A CHAMPION of evidence-based medicine warns Australia is “drastically lagging behind” other countries in equipping patients with the information they need to share in decision making.
Professor Chris Del Mar, professor of public health at the Centre for Research in Evidence-Based Practice at Bond University, Queensland, said much more needed to be done to help doctors adopt shared decision making techniques, which include educating patients on medical evidence and guiding them to make their own decisions about screening, tests and treatments.
“Gone are the days where the profession holds all of the information and the doctor knows best”, he said.
“The job of the doctor now is to clearly present the evidence and the options to the patient. It’s about making sure you know the options and communicate them clearly.”

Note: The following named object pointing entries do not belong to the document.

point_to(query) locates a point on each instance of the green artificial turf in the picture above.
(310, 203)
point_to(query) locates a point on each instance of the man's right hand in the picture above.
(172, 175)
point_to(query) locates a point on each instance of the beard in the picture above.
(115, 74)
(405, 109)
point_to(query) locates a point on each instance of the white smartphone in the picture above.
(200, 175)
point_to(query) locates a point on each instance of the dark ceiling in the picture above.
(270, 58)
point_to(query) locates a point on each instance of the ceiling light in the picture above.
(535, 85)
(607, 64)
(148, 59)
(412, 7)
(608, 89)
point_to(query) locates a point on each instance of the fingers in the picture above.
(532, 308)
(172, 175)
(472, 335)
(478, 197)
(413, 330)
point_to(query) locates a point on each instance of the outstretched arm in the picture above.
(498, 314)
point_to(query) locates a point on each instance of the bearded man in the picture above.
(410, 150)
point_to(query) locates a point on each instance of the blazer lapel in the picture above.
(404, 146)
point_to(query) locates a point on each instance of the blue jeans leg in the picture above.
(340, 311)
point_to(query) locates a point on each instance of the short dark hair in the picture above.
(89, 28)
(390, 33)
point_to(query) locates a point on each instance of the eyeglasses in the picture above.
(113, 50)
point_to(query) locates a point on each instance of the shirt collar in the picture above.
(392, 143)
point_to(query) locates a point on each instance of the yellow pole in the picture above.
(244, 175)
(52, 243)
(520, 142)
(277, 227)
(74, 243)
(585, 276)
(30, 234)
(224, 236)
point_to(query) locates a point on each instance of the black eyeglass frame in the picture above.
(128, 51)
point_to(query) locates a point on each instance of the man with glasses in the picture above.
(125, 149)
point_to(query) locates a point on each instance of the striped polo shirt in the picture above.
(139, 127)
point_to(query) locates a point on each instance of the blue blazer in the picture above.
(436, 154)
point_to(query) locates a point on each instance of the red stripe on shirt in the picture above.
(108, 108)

Professor Del Mar is a coauthor of a “Clinical focus” article in the MJA today which presents a case for why shared decision making is important in practice. (1)
The authors argued that shared decision making could reduce the inappropriate use of tests and treatments, as patients typically opted for more conservative options than doctors.
They also cited evidence to refute some of the myths of shared decision making, including that it made consultations longer, and was not appropriate for people with low health literacy.
Professor Del Mar told MJA InSight doctors needed training in the shared decision making process, but that once learned it was relatively straightforward to implement. Doctors are encouraged to discuss with patients what would happen if they “waited and watched”, and to discuss the benefits and harms of each treatment option, acknowledging that different patients have different preferences.
Even when patients wanted to “abdicate” their responsibility by asking the doctor “what would you do?”, Professor Del Mar said a good doctor would acknowledge that “what I would do is because of who I am, and not everybody’s the same”.
While shared decision making is a cornerstone of America’s Obamacare health plan and at the centre of public health campaigns in the UK, Professor Del Mar said the concept has less traction in Australia.
He cited one example where he had approached Medical Deans Australia and New Zealand to take part in a conference on shared decision making, but they did not attend.
“Shared-decision making needs to be on the agenda at medical schools and colleges. It needs to be being taught to medical students, medical professionals and patients.”
Medical Deans Australia and New Zealand did not say why they declined Professor Del Mar’s invitation. However, CEO Professor Judith Searle told MJA InSight the deans supported a patient-centred approach to health care, the strengthening of relationships between doctors and patients, and the production of “quality medical graduates with excellent communication skills”.
Consumers Health Forum of Australia CEO Adam Stankevicius agreed that Australian clinicians could often do more to involve patients in decisions about their care. However, he said this was “not a problem peculiar to Australia”
He cited the findings of the latest report from The Commonwealth Fund of New York comparing 11 national health systems, which showed Australia scraped into the top half of rankings on “patient-centred care measures”. (2)
These measures included doctors giving clear explanations about care treatment choices, and encouraging questions.
Mr Stankevicius applauded the work of Sydney’s Clinical Excellence Commission and the Victorian Health Issues Centre to promote better decision sharing and engagement between clinicians and patients.
Dr Karen Luxford, director of patient-based care at the Clinical Excellence Commission, said a common problem was “patient preference misdiagnosis”. For example, in one study, doctors believed that 71% of patients with breast cancer would rate keeping their breast as a top priority, even though only 7% of patients rated this as their top priority. (3)
“True shared decision making requires an understanding of the patient’s goals and expectations — this is something we don’t always do so well in health care”, she said.